= Bharat Kesari =

Freestyle wrestling competition

Bharat Kesari Dangal is freestyle wrestling competition organised by the Haryana Sports and Youth Affairs department to commemorate the martyrdom day of Shaheed Bhagat Singh, Shivaram Rajguru and Sukhdev Thapar.

== 2017 Competition ==
In this year Bharat Kesari Dangal was organized at War Heros Memorial Stadium, Ambala Cantt, Haryana At 6 pm (Evening). It was a free style kushti competition which will be played by both male & female wrestlers. This kushti competition will played under Badalta Haryana Barhta Haryana

=== Inauguration Ceremony ===
Inauguration function will be start on 21 March 2017 at 6:00 PM. This contest will be played at War Heros Memorial Stadium, Ambala Cantt, Haryana. Guests present at the ceremony included CM. Manohar Lal Khattar, Pro Kaptaan Singh Solanki, Shri Anil Vij, Ram Bilash Sharma, Captain Abhiimanu, Shree Om Prakash Dhnakadh, Raav Narveer Singh, Kavita Jain, Krishna Lal Panwar, Vipul Goyal, Manish Kumar Grover, Krishna Kumar Bedi, Dr. Banwari Lal, Nayaab Singh, Brijbhushan Sharan Singh, Ratan Lal Kataria, Shyam Singh, Subhash Barala, Kamal Gupta, Shree Rajiv Mehta, Ashim Goyal, Kamal Gupta, etc.

=== Schedule of Bharat Kesari Dangal ===
- Inauguration: 21 March 2017
- Timing: At 6 pm (Evening)
- Venue: War Heros Memorial Stadium, Ambala Cantt., Haryana
- End of Dangal: 23 March 2017

=== Prize Money under Bharat Kesari Dangal 2017 ===
Competition will be held between 5 male & female wrestlers of 10 weight category.
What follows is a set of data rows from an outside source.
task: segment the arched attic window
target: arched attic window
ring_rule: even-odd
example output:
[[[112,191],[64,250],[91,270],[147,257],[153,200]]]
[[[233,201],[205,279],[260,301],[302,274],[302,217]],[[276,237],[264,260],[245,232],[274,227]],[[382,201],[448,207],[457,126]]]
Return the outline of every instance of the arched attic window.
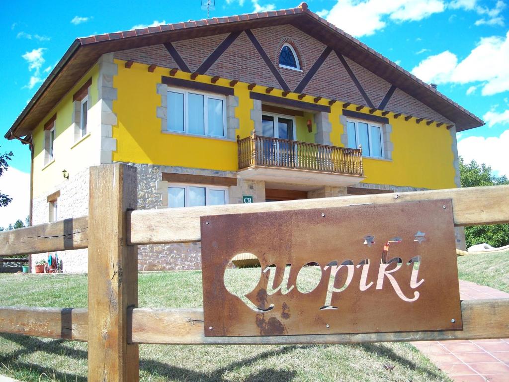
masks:
[[[279,66],[289,69],[300,70],[299,58],[295,49],[289,44],[285,44],[279,52]]]

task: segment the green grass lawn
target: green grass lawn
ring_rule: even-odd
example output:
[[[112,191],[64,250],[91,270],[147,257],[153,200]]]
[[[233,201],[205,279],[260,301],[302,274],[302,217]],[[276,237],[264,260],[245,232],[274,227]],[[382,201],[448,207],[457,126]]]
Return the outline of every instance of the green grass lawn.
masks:
[[[240,289],[258,269],[231,271]],[[240,282],[241,280],[244,280]],[[143,274],[139,306],[202,306],[201,272]],[[0,306],[86,307],[86,275],[0,274]],[[411,344],[139,347],[143,381],[447,381]],[[392,367],[393,368],[390,369]],[[0,334],[0,374],[23,381],[87,378],[87,344]]]
[[[460,256],[458,271],[461,280],[509,293],[509,252]]]

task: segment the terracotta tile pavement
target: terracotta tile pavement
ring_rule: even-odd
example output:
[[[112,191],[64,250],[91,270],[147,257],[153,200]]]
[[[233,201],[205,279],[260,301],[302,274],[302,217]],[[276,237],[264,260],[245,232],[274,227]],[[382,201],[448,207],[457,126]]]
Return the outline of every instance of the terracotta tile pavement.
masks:
[[[460,280],[462,299],[509,297],[509,293]],[[455,382],[509,382],[509,339],[414,342]]]

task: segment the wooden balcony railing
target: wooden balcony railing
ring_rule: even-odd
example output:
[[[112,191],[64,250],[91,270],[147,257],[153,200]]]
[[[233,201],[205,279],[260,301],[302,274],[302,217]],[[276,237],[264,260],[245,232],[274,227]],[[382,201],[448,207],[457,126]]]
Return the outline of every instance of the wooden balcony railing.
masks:
[[[238,140],[239,169],[260,166],[362,175],[362,150],[253,134]]]

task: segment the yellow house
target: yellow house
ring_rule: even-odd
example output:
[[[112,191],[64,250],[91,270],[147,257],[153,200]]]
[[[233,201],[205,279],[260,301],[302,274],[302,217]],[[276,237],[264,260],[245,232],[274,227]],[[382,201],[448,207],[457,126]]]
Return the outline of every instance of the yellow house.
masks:
[[[5,137],[31,146],[36,224],[86,214],[89,167],[113,162],[140,209],[457,187],[456,133],[483,124],[302,3],[77,39]],[[199,268],[199,244],[138,264]]]

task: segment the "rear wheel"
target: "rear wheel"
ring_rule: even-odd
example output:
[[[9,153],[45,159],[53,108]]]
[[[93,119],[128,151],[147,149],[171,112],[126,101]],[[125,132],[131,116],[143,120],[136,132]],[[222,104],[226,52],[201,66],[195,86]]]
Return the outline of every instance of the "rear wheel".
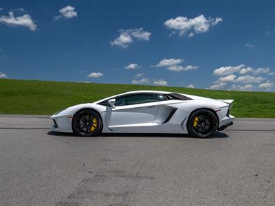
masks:
[[[196,137],[211,137],[218,128],[218,119],[210,111],[199,109],[191,114],[187,122],[189,134]]]
[[[74,131],[81,137],[93,137],[100,134],[102,122],[99,114],[92,110],[83,110],[73,118]]]

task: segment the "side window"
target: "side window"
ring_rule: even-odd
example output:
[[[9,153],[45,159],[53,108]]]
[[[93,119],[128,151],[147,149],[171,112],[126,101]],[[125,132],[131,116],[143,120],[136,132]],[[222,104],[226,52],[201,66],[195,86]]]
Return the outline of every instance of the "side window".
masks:
[[[155,94],[155,100],[157,102],[168,100],[166,96],[163,94]]]
[[[133,94],[116,98],[116,106],[125,106],[155,102],[153,94]]]

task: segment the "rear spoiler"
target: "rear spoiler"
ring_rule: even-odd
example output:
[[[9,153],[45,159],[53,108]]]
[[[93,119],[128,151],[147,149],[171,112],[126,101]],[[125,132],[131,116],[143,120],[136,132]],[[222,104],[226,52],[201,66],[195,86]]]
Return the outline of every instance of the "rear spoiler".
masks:
[[[230,104],[234,101],[234,100],[220,100],[228,104]]]
[[[234,100],[220,100],[221,102],[223,102],[226,104],[229,104],[229,108],[228,110],[230,110],[232,108],[232,107],[233,106],[233,101]]]

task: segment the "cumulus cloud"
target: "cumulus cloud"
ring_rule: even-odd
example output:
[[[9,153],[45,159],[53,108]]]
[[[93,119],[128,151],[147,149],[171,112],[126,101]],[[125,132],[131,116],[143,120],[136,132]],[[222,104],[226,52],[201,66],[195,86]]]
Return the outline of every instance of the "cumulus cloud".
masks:
[[[250,75],[241,76],[238,77],[236,80],[236,82],[246,83],[260,83],[263,81],[265,78],[262,76],[254,77]]]
[[[88,77],[98,78],[102,76],[103,76],[103,73],[102,73],[100,72],[92,72],[88,75]]]
[[[210,86],[209,88],[209,89],[223,89],[223,87],[226,85],[226,82],[221,82],[221,83],[218,83],[218,84],[213,84],[212,86]]]
[[[0,72],[0,78],[6,78],[8,76],[6,73]]]
[[[187,88],[195,88],[194,84],[189,84],[188,86],[186,87]]]
[[[166,67],[170,71],[188,71],[191,69],[196,69],[199,67],[193,65],[182,66],[179,64],[184,61],[182,58],[164,58],[160,60],[156,65],[151,66],[151,67]]]
[[[274,84],[273,82],[265,82],[265,83],[263,83],[261,84],[258,86],[258,88],[261,88],[261,89],[270,89],[272,87],[273,87],[274,86]]]
[[[188,65],[188,66],[182,66],[182,65],[174,65],[168,67],[168,70],[174,71],[188,71],[192,69],[196,69],[199,67],[197,66],[192,66],[192,65]]]
[[[135,69],[137,68],[139,68],[140,67],[138,66],[138,64],[135,63],[131,63],[128,66],[125,67],[124,69]]]
[[[220,83],[223,82],[234,82],[236,76],[234,74],[230,74],[225,77],[220,77],[215,83]]]
[[[23,10],[22,12],[24,10]],[[32,16],[28,14],[24,14],[22,16],[14,16],[14,12],[10,12],[8,16],[1,16],[0,23],[6,24],[8,26],[23,26],[28,27],[32,31],[37,30],[37,25],[32,19]]]
[[[140,78],[140,77],[142,77],[143,76],[143,73],[138,73],[136,76],[135,76],[135,77],[136,78]]]
[[[77,12],[75,8],[72,5],[67,5],[59,10],[60,14],[54,17],[54,20],[72,19],[77,16]]]
[[[267,73],[270,72],[270,68],[258,68],[253,71],[253,73],[258,75],[260,73]]]
[[[245,44],[245,46],[248,48],[250,48],[250,49],[252,49],[254,47],[255,47],[254,45],[250,44],[249,43],[247,43],[246,44]]]
[[[144,31],[143,28],[136,28],[130,30],[121,30],[120,36],[113,41],[111,41],[111,45],[116,45],[124,49],[128,47],[135,39],[138,41],[149,41],[151,35],[151,32]]]
[[[167,81],[160,79],[160,80],[153,80],[153,84],[157,86],[167,86]]]
[[[239,73],[240,74],[246,74],[248,73],[252,73],[254,75],[258,75],[261,73],[267,73],[270,72],[270,68],[258,68],[256,69],[254,69],[252,67],[246,67],[246,68],[243,68],[240,70]]]
[[[245,67],[245,65],[239,65],[236,67],[228,66],[228,67],[221,67],[217,69],[215,69],[213,71],[214,76],[226,76],[228,74],[231,74],[233,73],[239,72],[241,75],[247,74],[249,73],[253,73],[254,75],[258,75],[261,73],[268,73],[270,72],[270,68],[258,68],[253,69],[250,67]]]
[[[142,78],[140,80],[133,80],[131,81],[133,84],[150,84],[150,78]]]
[[[153,66],[155,67],[170,67],[179,65],[184,61],[182,58],[164,58],[157,65]]]
[[[192,37],[195,34],[206,32],[211,26],[222,21],[223,19],[220,17],[206,19],[201,14],[194,19],[188,19],[186,16],[170,19],[164,22],[164,25],[168,29],[178,32],[179,36],[187,34],[188,37]]]
[[[254,88],[254,86],[252,84],[245,84],[245,85],[236,85],[233,84],[231,87],[232,90],[239,90],[239,91],[252,91]]]
[[[228,74],[233,73],[234,72],[239,72],[241,68],[245,67],[244,65],[240,65],[236,67],[221,67],[215,69],[213,71],[213,75],[214,76],[226,76]]]

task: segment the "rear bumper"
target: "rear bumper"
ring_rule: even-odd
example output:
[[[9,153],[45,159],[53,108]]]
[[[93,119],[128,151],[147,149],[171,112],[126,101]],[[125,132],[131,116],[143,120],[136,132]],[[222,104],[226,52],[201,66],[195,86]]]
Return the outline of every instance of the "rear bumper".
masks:
[[[222,126],[220,126],[218,128],[218,131],[222,131],[223,130],[224,130],[226,128],[227,128],[228,126],[230,126],[231,125],[233,124],[233,122],[231,122],[230,123],[228,123],[227,124],[223,124]]]
[[[218,131],[221,131],[224,130],[228,126],[230,126],[233,124],[233,120],[235,119],[235,117],[229,115],[226,116],[223,119],[221,119],[219,122],[219,127],[218,128]]]

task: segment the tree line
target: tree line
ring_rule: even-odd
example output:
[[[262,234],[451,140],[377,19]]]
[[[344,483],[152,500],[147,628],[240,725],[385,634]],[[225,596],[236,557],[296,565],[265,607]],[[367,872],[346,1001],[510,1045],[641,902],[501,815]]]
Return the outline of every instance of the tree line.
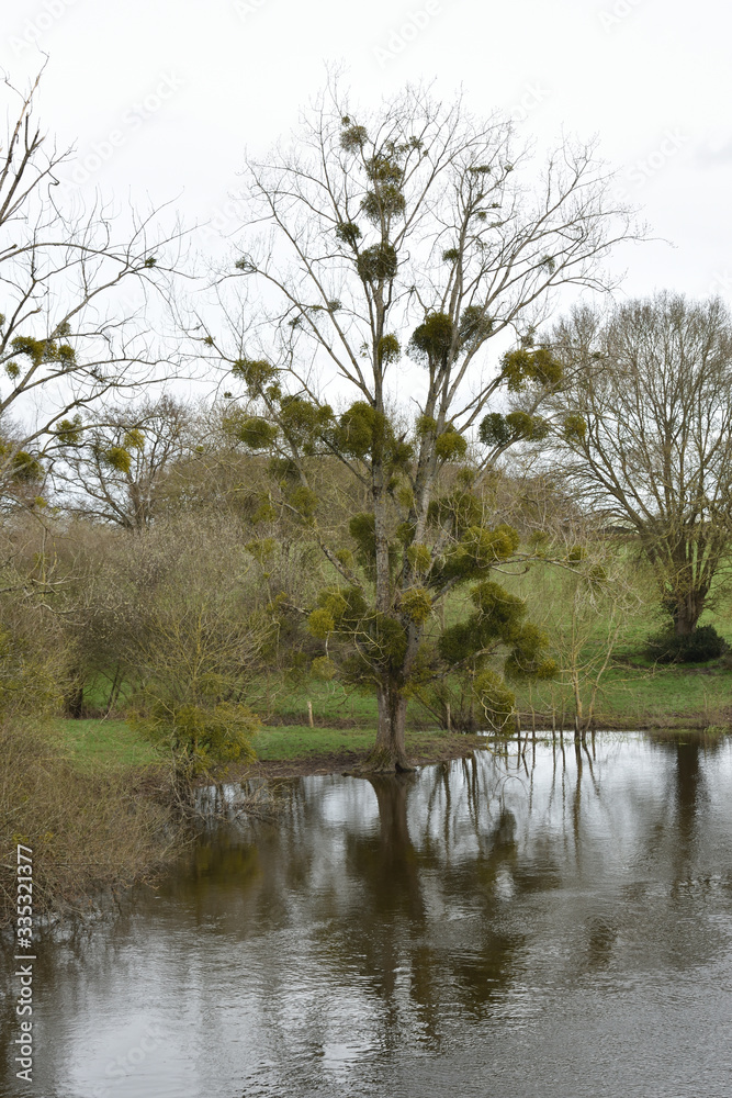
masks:
[[[595,597],[618,553],[652,569],[660,658],[688,656],[732,533],[732,317],[616,301],[643,229],[592,146],[537,165],[497,114],[331,82],[183,299],[165,212],[55,197],[37,87],[7,86],[0,164],[9,706],[80,713],[101,677],[194,765],[246,755],[262,683],[316,676],[376,698],[372,764],[406,769],[412,698],[500,728],[511,683],[558,673],[502,573]],[[552,320],[571,287],[600,304]]]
Here we have explained prize money to be given to the winners of Bharat Kesari Dangal:

Rs. 1 Crore to winner.

Rs. 50 Lakh will be given to first runner up.

Rs. 25 lakh will be given to second runner up.

=== Cultural Program ===
Haryana Govt. organized some cultural program to entertain viewers as seen below with time and date.

| Program | Date |
|---|---|
| Haryana Saanskritik Sandhya | 21-03-2017 |
| Singing by Famous Singers | 22-03-2017 |
| Beautiful & Attractive Laser Show | 23-03-2017 |

Sources:-

http://www.sarkaridunia.in/bharat-kesari-dangal-2017-check-teams-prize-money-schedule/

http://www.sarkaridunia.in/bharat-kesari-dangal-2017-indias-biggest-malefemale-free-style-kushti-contest/

==2016 Competition==
2016 edition of Bharat Kesari Dangal would be organised by Haryana Government at Tau Devi Lal Stadium from 21 to 23 March 2016 in association with Indian Olympic Association and Wrestling Federation of India (WFI).